8 thoughts on “Forest Service Buyouts?”

  1. So, Sharon, just a question, and I’m not trying to be facetious (well, OK, maybe just a tiny bit): When did “logging” and “restoration” become synonymous?

    And a general question for everyone: Are there ways to pursue restoration besides logging?

    • Restoration may require prescribed fire, culvert removal, noxious weed control, road obliteration, stream channel improvements, and so on. Depends on what is being restored. In the South, it often includes thinning of tree stands that have been subjected to long-term fire exclusion. If the trees can be sold, it’s a good way to pay for some of the other work that can be quite costly.

  2. When today’s logging in Region 5 eliminates clearcutting and highgrading, as it was, here in California, I consider that to be “restoration”. Thinning projects that cut trees with an average diameter of 14-15″ dbh were intolerable to both eco-groups, AND Judges. The idea of “passive restoration” has been forced upon the Sierra Nevada, and I predict we will see a return to HUGE “unnatural” firestorms in the Sierra Nevada. Since the Forest Service cannot do prescribed burns “out of prescription”, or on a no-burn day, options have become quite limited. The California State Board of Air Resources routinely gives Sierra Pacific Industries a “waiver” for doing their burning but, they never give one to the Forest Service.

    We’ll have to take a look at the treated areas down the road, after wildfires hit those finished projects. Also, instead of commercial thinning projects, we’ll have to rely on extremely expensive service contracts, where we taxpayers PAY to have forests thinned of tiny trees. Another prediction of mine is that contractors will raise their rates, knowing that they are “the only game in town”.

  3. Wow, interesting feedback, thanks, all! I don’t see a lot of planting going in clearcut beetle-killed lodgepole pine areas here … I’ve been told the FS will “monitor” regrowth and start planting if the regrowth doesn’t meet forest plan standards. You reckon that will really happen?

    • Bob,95%(if not more) of the clearcuts will “naturally regenerate”. Of all the green islands around Summit County, it’s my guess that none were “planted”. Lodgepole doesn’t need any help. The irony is you’ll have three times as many seedlings per acre in the clearcuts then you will in the MPB deadfall-do you want them to monitor that? Do you want anyone planting in the wildfires? I know of instances, on other forests, where the USFS does plant after a wildfire has extirpirated any “seed trees”, because forests won’t return there for hundreds of years, or however long it takes a bird to crap out a seed.

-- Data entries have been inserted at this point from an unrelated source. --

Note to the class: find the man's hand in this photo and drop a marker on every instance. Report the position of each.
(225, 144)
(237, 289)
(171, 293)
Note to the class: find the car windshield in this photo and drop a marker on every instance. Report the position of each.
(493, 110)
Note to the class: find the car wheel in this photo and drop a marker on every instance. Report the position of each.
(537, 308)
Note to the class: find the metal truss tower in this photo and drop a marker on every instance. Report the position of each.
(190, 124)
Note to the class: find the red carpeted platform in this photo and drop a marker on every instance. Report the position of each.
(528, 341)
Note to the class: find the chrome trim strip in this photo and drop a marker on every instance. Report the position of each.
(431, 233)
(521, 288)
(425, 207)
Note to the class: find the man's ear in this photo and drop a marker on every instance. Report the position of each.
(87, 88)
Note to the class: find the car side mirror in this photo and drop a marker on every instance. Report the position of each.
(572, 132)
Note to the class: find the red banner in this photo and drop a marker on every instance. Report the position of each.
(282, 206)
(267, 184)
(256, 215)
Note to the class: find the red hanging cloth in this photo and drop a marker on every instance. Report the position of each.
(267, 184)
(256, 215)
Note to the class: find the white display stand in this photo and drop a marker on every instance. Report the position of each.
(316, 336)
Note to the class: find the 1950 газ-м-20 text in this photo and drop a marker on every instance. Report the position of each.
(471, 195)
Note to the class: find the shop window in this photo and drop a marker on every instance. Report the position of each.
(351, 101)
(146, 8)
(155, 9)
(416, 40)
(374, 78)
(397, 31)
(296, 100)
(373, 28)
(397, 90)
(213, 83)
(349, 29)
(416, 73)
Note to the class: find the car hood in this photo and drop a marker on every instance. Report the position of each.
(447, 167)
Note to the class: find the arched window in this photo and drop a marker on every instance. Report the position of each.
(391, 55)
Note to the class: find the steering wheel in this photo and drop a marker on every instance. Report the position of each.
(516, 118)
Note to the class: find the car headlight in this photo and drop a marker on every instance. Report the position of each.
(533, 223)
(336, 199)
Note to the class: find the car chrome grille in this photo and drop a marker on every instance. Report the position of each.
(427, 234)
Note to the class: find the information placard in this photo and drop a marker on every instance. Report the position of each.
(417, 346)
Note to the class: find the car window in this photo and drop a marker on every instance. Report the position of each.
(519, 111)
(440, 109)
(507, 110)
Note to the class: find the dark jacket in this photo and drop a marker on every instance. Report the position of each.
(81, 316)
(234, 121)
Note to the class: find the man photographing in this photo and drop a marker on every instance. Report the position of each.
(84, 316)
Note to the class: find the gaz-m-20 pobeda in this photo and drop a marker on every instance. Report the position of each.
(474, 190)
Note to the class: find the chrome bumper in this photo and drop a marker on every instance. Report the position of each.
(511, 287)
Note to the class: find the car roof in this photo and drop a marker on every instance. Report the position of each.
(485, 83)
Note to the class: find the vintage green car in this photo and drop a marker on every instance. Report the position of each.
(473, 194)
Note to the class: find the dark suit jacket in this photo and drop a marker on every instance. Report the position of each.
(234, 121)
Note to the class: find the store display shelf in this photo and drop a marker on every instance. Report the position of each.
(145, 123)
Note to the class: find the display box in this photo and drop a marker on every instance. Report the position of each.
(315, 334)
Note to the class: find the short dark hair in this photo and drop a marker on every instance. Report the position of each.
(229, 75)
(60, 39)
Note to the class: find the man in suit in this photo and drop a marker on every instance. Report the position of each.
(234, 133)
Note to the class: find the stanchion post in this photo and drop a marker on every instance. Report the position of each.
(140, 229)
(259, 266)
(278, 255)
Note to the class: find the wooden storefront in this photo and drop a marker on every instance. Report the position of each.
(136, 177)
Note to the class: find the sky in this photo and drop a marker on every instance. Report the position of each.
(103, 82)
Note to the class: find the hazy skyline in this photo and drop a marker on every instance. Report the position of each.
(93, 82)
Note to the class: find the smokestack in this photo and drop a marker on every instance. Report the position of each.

      Frankly, the USFS wastes a lot of time “monitoring” “stocking after five years” of harvest. When you’ve logged 3% of the White River in 50 years, who cares if it grows back or not.

    • You cannot just “start planting” without the many preliminary steps. The first step is to collect seeds, from different aspects, elevations and local areas. Sometimes, that can take many years, waiting for a good cone crop. I’m not sure how easy it is to collect so many seeds, due to the lodgepole’s serotinous nature. If bugs kill the tree, are the seeds released? The second step is to grow the seedlings, which will take a year. With a reduced amount of Forest Service nurseries, there is a decided lack of space to grow so very many trees that might be needed. You can almost rule out replanting Roadless Areas. as they probably have the lowest priorities, since they are supposed to be left alone. Some preservationist groups are also against any and all replanting efforts, regarding them as “unnatural”.

      Years ago, we were replanting a mixture of species in a burned area, to “promote biodiversity”. Planting lodgepoles and white fir in the dry forests east of the Sierra Nevada crest seemed pretty ridiculous to me. The highly flammable understory was what caused the fire intensity, in the first place. My joke was; “Finally, we’re planting trees we can actually harvest in 40 years!”

    • Bob, I agree with the others that lodgepole is generally fine at regenerating itself. And yes, there is a reforestation requirement. In my experience, most conifers can reproduce as long as there are seed trees and open spots for them to establish. In some spots, we used to have to plant ponderosa because they wouldn’t naturally regenerate- the time between cone cycles was too long and other plants would establish themselves so that when a seed crop did come it didn’t find bare mineral soil.

      One Colorado example is the Hayman Fire area. Folks are planting ponderosa because the living trees are often too far away to depend on the seed from them.